This invention relates to a construction for reducing wind and breath noise in microphones, and more particularly it relates to an assembly for reducing the sensitivity of sall diameter microphones to the interference cause by air passage from wind or breath.
A problem common to all microphones is the existence of substantial noise produced from air passage over the microphone's surface. Noise produced by wind passage over the microphone is commonly referred to as "puff", and noise produced by the passage of a person's breath over the microphone surface is commonly referred to as "pop". In the prior art, numerous methods have been employed to protect against both puff and pop, including the placement of windscreens or porous materials over the surface of the microphone to reduce the interaction between the moving air and the microphone's surface.
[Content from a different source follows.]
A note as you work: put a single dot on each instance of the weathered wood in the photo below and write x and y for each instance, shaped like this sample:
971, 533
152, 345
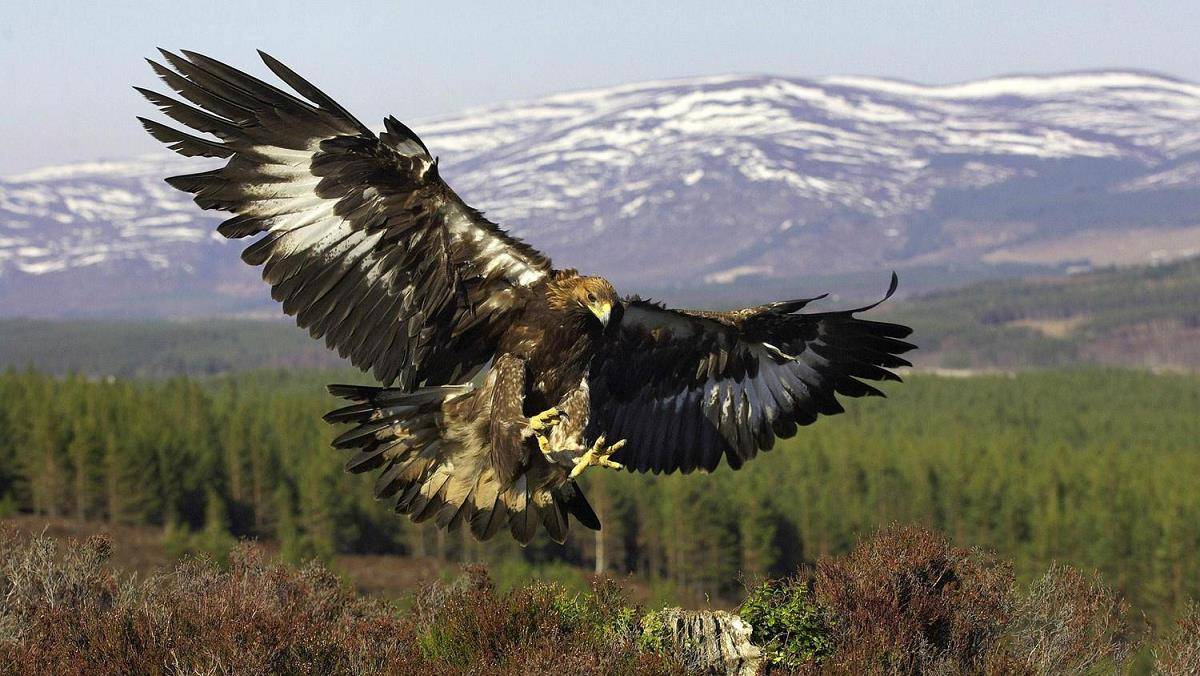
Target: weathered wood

Puff and pop problems are more prevalent in small diameter microphones, especially when the microphone transducer is of the condenser type. Primarily, the greater problems for small diameter microphones result from air turbulence causing a higher net instantaneous total pressure on the surface of a small area microphone than on a larger area microphone. That is, on a microphone having a small area for receipt of sound pressure, there may be in any instance a preponderance of elevated pressure cells, or there may be rarified pressure cells, causing unwanted motion in the microphone sound receiving surface and hence unwanted puff or pop signals.
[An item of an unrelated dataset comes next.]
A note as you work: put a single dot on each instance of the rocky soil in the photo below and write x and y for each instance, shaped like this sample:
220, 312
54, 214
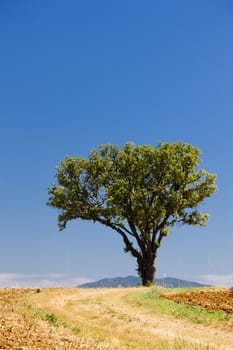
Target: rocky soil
221, 300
Conventional methods of reducing puff or pop noise in small diameter microphones are effective. However, a need has arisen for a technique of producing noise reduction that is more effective than currently used in small diameter microphone transducers in such application as, for example, a telephone or radio telephone handset. That is, a means is needed that is more effective than adding a windscreen or a foam (or similar) covering to the microphone transducer.